LGBTQ Nation sent multiple requests for comment to Kering’s press office but did not receive a response.

“It’s truly absurd and I’d love to see a class action lawsuit brought upon Gucci by every artist who ever felt kinship to Queercore,” Pansy Division’s Chris Freeman told LGBTQ Nation. “None of us made any bank whatsoever. At most, I was able to pay the $300 rent for my single room in an SF flat for a few months when I got home from 6 months on tour.”

Joanna Brown, who began Homocore Chicago with Mark Freitas in 1992, told LGBTQ Nation that she did not understand how Gucci’s shoes relate to a movement that “was diametrically opposed to consumerism” and “actively opposed gay-targeted advertising and marketing.”

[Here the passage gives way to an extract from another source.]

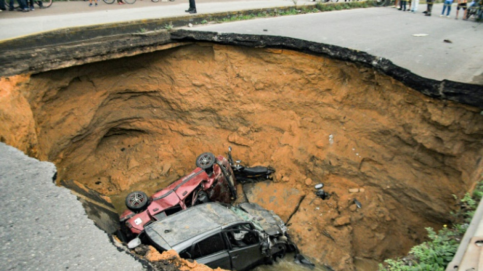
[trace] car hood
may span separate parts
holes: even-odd
[[[273,211],[266,210],[256,203],[250,202],[241,203],[238,206],[250,215],[249,219],[252,222],[259,225],[269,235],[283,235],[287,232],[287,227],[283,221]]]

The first year that Homocore Chicago marched in the city’s pride parade, said Brown, they walked with a hand-painted banner reading “Stonewall was a riot not a brand name.”

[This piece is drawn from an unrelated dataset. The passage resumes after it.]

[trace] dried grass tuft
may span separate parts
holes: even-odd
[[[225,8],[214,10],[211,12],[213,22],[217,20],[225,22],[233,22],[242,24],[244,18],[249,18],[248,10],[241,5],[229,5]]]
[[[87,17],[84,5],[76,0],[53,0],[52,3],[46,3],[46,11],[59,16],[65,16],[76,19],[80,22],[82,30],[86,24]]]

Homocore Chicago at the 1994 Pride parade.

The cultural atmosphere at the time was one of still-rampant homophobia, but with some parts of gay culture slowly becoming more acceptable to the mainstream. Still, said Brown, “In 1990 Gucci wouldn’t have called any of their lines ‘queer’ anything.”

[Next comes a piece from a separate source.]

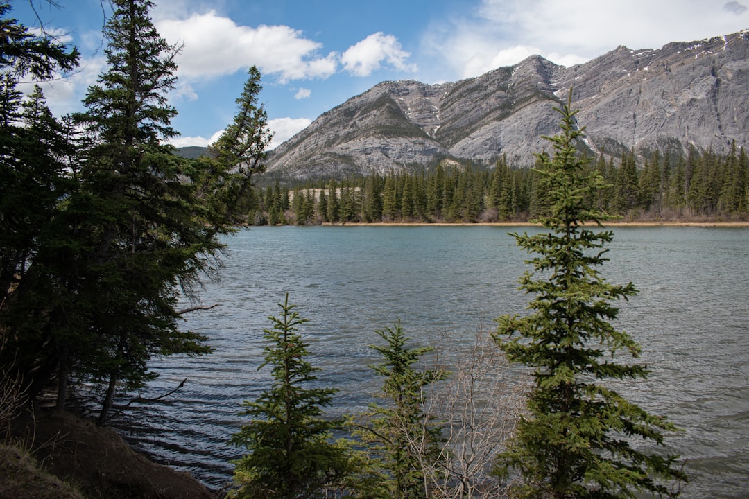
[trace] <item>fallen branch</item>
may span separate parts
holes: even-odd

Larry-Bob Roberts, who published the famed Queercore zine Holy Titclamps, used his platform to give a voice to the kind of unapologetically radical, kinky queers that had been shunned by the more acceptance-seeking gay and lesbian movement. Holy Titclamps featured anecdotes about catching crabs, getting blowjobs in Times Square, rants against San Francisco, and tributes to Scum Manifesto author Valerie Solanas.

“The Queercore movement was always about making Do-It-Yourself queer culture outside the realm of the corporate world,” Roberts said. “To have our very name co-opted by a wealthy corporation is disgusting.”

The sheer wealth of the company and the absurd price point of the shoes led some to ask whether Gucci might be able to somehow give back to the community that it had so brashly borrowed from.

Iraya Robles, of 1990’s Queercore band Sta-Prest and co-writer of the seminal Kathleen Hanna film In Search of Margo-Go, told LGBTQ Nation she wasn’t surprised that Queercore had fallen victim to corporate commodification, but said it was perplexing that Gucci didn’t ask any Queercore founders to weigh in.

“It is extra absurd because so many people involved with the ongoing waves of Queercore are actually immensely talented artists, designers, DIY stylists, vintage collectors, and fashion aficionados,” said Robles.

While it’s too late for Gucci to ask permission, Jones suggested that if the company is interested in queer movements, it could start by using corporate advocacy to help the ones currently taking place. Jones noted that Gucci shops exist in a handful of countries where homosexuality is punishable by death, like in Qatar and Saudi Arabia.

“What are they doing to help the LGBT communities in these places? Are they helping them fight for their rights?” asked Jones. “These are the questions that need to be asked. Because selling them shoes is not helping.”